Please read David Graeber's Debt, the First Five Thousand Years for explosion of the barter system as the primal economy. Graeber is an anthropologist and much better versed in both historical economics and non-Western culture than ANY practicing (or more properly, THEORIZING) economist. He conclusively demonstrates that the origin of money lies not in barter, but in debt, and that gold only began to be used as money and returns to such use when organized civilizations (capable of recording and enforcing debt) break down and a quick-and-easy form of readily acceptable, non-government-issue cash is needed by warlords and their victims. I will add from personal knowledge that the original intrinsic value of gold and silver lay in their use for religious offerings, and their use as credit security goes back to the ability of pagan temples to borrow coin against the value of their gold and silver statuary and artworks. Oh, and it wasn't blacksmiths who originated the modern system of credit against gold and silver. It was GOLDSMITHS, you idiot. Who always had a stash of working materials on hand, and therefore the security to protect such materials.
The description of modern money is basically accurate, but the following points are completely missing:
1) Gold and silver have little intrinsic value now that they aren't used to bribe the Gods into nice behavior. The Gods miss the sparklies they used to get as presents, and have decamped in a huff, which is why the world gets more graceless and unpleasant every year.
2)The issuance of money is and always has been a fundamental duty of Government. Whether by keeping records of how many pints of wheat berries Peter owed Paul in Egypt, or guaranteeing the weight and purity of copper ingots in Babylon, or demanding that taxes imposed by the government be paid in the otherwise valueless bronze coins the government issued in China, or insisting that a piece of paper with some green printing on it is "legal tender for all debts public and private", money, as opposed to gold and silver specie, is issued by Governments. Goldsmiths stocked gold, and gold was used to MAKE gold coins, but gold plate and official gold coins are not the same thing and never were.
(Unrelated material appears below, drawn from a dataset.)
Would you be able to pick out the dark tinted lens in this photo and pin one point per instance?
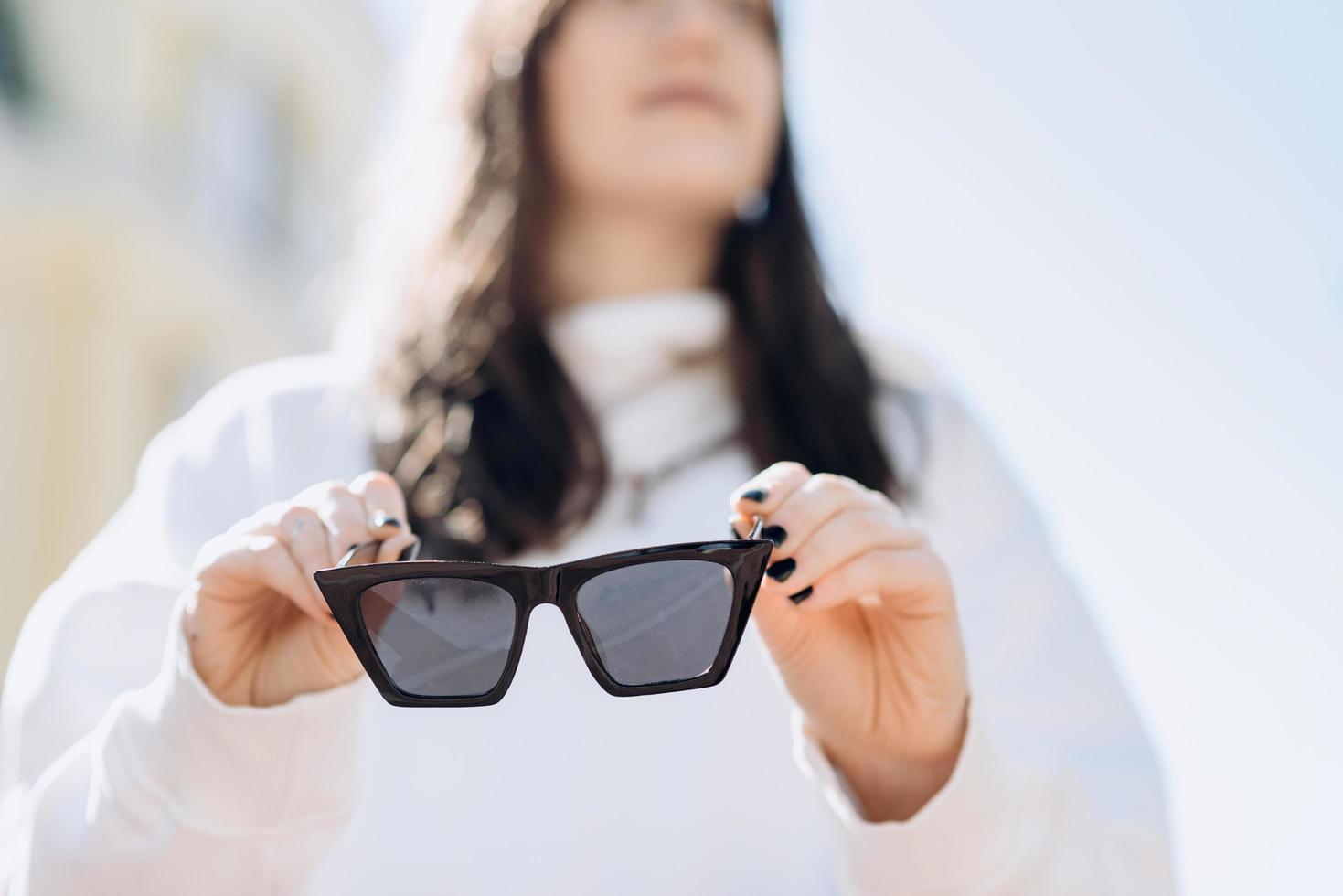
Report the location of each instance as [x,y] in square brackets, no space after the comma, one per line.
[440,637]
[658,621]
3) Past performance is no guarantee of future workability. The economy of ancient Rome managed to work on bronze nummi of no appreciable value for centuries until the government broke down. The Gold Standard nearly choked the world economy to its death between WWI and WWII; although the standard claim is that Germany's economic meltdown was caused by reparations, it was just as much caused by reparations together with refusal to devalue the Mark.
4) Money is necessary. Banks, however, are quite the modern invention and humanity has done perfectly well without them throughout most of history and across the vast majority of human cultures. Every culture prior to ours which has indulged in lending at interest has ended up having to either declare repeated debt amnesties, or has fallen apart after the bankers accumulated so much of society's wealth that they strangled the "real" economy -- because ultimately, bankers neither create nor produce real wealth, and their absorption of resources has the same effect on economies as that well-known waste of economic value, War.